A MALDI-TOF mass spectrometric method for rapid screening of protein tyrosine kinase (PTK) inhibitors has been developed. To circumvent the ion suppression of phosphorylated substrate peptides caused by the presence of high abundant non-phosphorylated peptides in the enzymatic reaction mixtures, a separation and enrichment process of the phosphorylated peptides from complex mixtures was carried out by using an in-house fabricated TiO₂ nanoparticle-coated capillary column prior to the MS analysis.
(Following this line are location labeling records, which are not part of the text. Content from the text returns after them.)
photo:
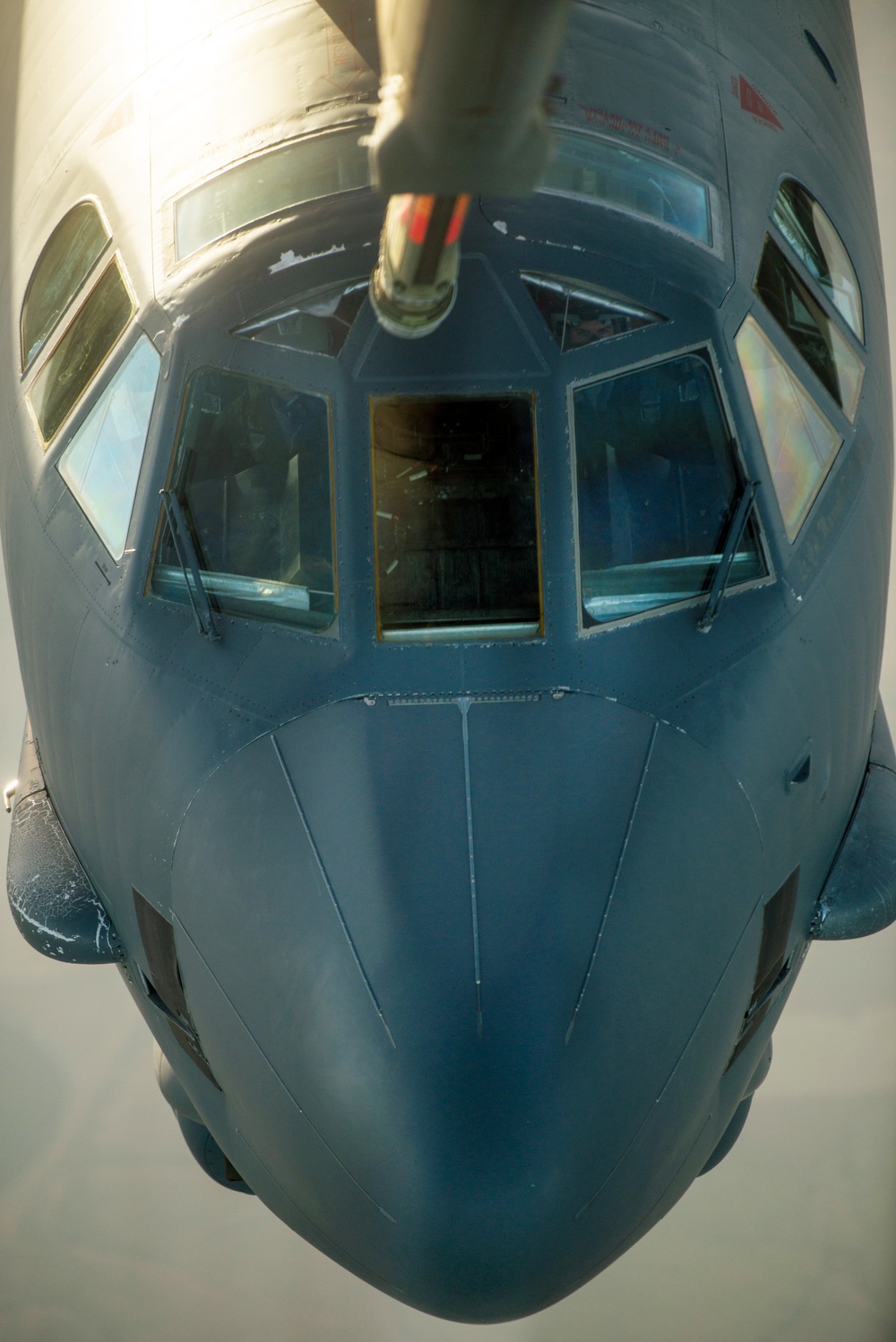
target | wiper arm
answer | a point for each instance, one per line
(188, 560)
(733, 539)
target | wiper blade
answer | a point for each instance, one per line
(188, 560)
(733, 539)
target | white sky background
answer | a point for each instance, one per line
(110, 1234)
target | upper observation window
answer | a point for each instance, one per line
(658, 487)
(102, 460)
(580, 314)
(821, 250)
(814, 334)
(307, 169)
(456, 518)
(599, 169)
(317, 323)
(799, 442)
(70, 254)
(81, 352)
(254, 481)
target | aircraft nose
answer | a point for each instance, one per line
(428, 949)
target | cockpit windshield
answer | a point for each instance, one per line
(456, 518)
(253, 478)
(658, 486)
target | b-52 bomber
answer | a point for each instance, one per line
(445, 500)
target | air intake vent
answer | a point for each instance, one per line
(823, 56)
(773, 965)
(157, 935)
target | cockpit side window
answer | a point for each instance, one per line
(70, 254)
(318, 166)
(809, 329)
(317, 323)
(658, 486)
(456, 518)
(580, 314)
(599, 169)
(81, 352)
(821, 250)
(101, 463)
(254, 479)
(798, 439)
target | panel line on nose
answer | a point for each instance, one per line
(613, 883)
(329, 886)
(463, 703)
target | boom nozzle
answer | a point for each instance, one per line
(461, 113)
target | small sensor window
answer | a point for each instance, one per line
(70, 254)
(456, 518)
(799, 441)
(80, 355)
(821, 250)
(810, 331)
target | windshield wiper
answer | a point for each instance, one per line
(734, 536)
(188, 560)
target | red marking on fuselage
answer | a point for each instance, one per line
(631, 128)
(753, 102)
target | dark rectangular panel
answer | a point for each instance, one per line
(157, 935)
(776, 927)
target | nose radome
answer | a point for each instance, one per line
(466, 942)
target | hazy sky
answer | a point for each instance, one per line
(110, 1234)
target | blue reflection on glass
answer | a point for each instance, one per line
(101, 463)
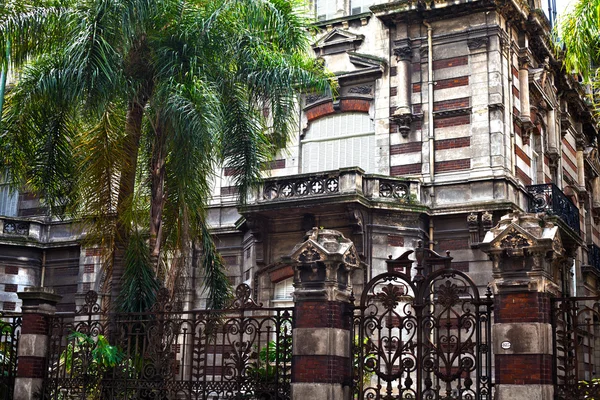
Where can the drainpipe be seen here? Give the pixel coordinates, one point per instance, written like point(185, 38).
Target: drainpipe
point(430, 99)
point(3, 77)
point(511, 121)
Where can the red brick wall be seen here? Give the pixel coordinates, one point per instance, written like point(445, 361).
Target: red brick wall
point(522, 307)
point(522, 176)
point(321, 369)
point(281, 274)
point(453, 143)
point(523, 369)
point(452, 244)
point(453, 165)
point(322, 314)
point(522, 155)
point(407, 169)
point(395, 240)
point(450, 62)
point(444, 122)
point(452, 82)
point(31, 367)
point(404, 148)
point(451, 104)
point(346, 105)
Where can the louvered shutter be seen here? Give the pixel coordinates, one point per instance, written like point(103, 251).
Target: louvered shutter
point(339, 141)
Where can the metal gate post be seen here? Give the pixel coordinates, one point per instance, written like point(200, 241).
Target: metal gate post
point(39, 304)
point(527, 254)
point(322, 333)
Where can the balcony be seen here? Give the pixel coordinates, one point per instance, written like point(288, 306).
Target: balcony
point(594, 257)
point(323, 186)
point(548, 198)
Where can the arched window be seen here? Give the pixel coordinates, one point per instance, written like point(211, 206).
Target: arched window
point(284, 290)
point(339, 141)
point(8, 199)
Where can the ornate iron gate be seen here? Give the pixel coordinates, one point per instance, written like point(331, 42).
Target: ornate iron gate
point(576, 350)
point(423, 334)
point(10, 331)
point(241, 352)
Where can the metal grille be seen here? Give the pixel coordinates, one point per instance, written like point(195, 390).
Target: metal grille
point(427, 337)
point(550, 199)
point(10, 331)
point(243, 351)
point(576, 350)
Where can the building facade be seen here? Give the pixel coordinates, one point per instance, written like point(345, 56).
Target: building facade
point(448, 116)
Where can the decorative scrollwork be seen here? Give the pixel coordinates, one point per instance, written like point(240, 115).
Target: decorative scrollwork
point(396, 190)
point(434, 331)
point(172, 354)
point(314, 186)
point(16, 228)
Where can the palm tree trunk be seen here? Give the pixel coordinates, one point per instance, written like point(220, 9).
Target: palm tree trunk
point(158, 195)
point(133, 129)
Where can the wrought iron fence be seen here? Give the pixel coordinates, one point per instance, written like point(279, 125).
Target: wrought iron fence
point(576, 347)
point(550, 199)
point(242, 352)
point(594, 256)
point(10, 331)
point(422, 336)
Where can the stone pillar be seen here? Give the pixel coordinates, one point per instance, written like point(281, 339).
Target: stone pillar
point(321, 361)
point(403, 116)
point(580, 168)
point(596, 192)
point(39, 304)
point(527, 253)
point(525, 111)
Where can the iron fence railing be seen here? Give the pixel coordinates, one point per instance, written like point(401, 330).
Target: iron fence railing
point(576, 347)
point(242, 352)
point(594, 256)
point(550, 199)
point(10, 331)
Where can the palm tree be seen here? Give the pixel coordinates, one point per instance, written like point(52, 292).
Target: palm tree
point(124, 110)
point(579, 34)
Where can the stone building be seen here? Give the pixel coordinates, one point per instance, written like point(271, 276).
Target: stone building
point(449, 115)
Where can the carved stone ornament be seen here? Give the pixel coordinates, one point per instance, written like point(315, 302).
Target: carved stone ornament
point(309, 255)
point(403, 53)
point(403, 121)
point(362, 89)
point(513, 240)
point(477, 43)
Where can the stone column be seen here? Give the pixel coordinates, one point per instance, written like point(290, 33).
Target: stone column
point(580, 167)
point(525, 116)
point(321, 361)
point(39, 304)
point(526, 252)
point(403, 115)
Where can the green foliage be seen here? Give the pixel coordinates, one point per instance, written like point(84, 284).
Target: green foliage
point(125, 110)
point(91, 357)
point(578, 37)
point(362, 350)
point(139, 284)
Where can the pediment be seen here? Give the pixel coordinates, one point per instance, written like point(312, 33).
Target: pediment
point(324, 245)
point(513, 237)
point(337, 41)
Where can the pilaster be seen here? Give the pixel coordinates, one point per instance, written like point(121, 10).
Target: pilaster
point(39, 305)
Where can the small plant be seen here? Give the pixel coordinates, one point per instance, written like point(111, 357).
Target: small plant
point(92, 358)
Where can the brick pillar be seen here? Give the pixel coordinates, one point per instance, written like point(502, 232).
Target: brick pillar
point(39, 304)
point(526, 251)
point(321, 361)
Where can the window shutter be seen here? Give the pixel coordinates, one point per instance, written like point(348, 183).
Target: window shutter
point(339, 141)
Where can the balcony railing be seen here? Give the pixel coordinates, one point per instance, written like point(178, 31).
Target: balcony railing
point(594, 257)
point(550, 199)
point(346, 181)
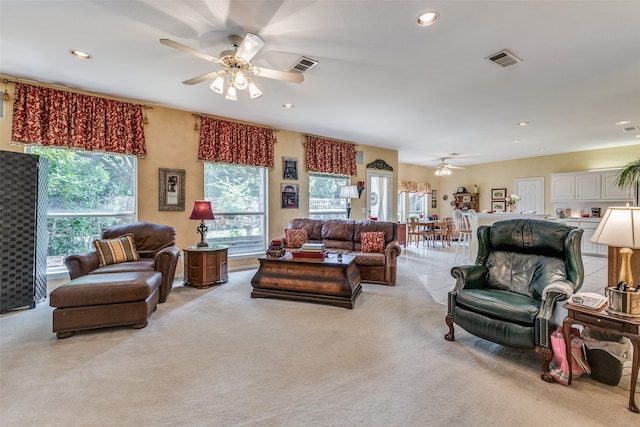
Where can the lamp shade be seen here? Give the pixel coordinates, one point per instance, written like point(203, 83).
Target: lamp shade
point(349, 191)
point(202, 210)
point(619, 227)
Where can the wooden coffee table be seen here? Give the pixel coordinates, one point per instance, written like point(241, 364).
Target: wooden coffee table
point(332, 281)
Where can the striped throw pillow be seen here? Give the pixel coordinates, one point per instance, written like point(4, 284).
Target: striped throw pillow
point(114, 251)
With a synthetic phosphopeptide (DAIpYAAPFAKKK), of which the sequence is similar to that of the substrate (EAIYAAPFAKKK) of the Abelson tyrosine kinase (Abl), as the internal standard, the signal ratio of the phosphorylated substrate to the standard detected by MALDI-TOF MS is linearly correlated with the molar ratio of the two phosphopeptides over the range of 0.3 to 3 with r² = 0.99. We validated the MS method by determining the IC₅₀ value of imatinib, an Abl inhibitor for clinical treatment of chronic myelogenous leukaemia (CML). The obtained IC₅₀ value (234 nM) is consistent with that determined by ELISA (291 nM). Then, six analogues of imatinib synthesized in our laboratory were screened using the method, giving rise to inhibitory potential results which are in good agreement with the docking analysis data. The developed method is sensitive, operationally simple, does not require isotope-labelling and is cost/time effective, providing an alterative method for rapid screening of PTK inhibitors as therapeutic agents for tumours.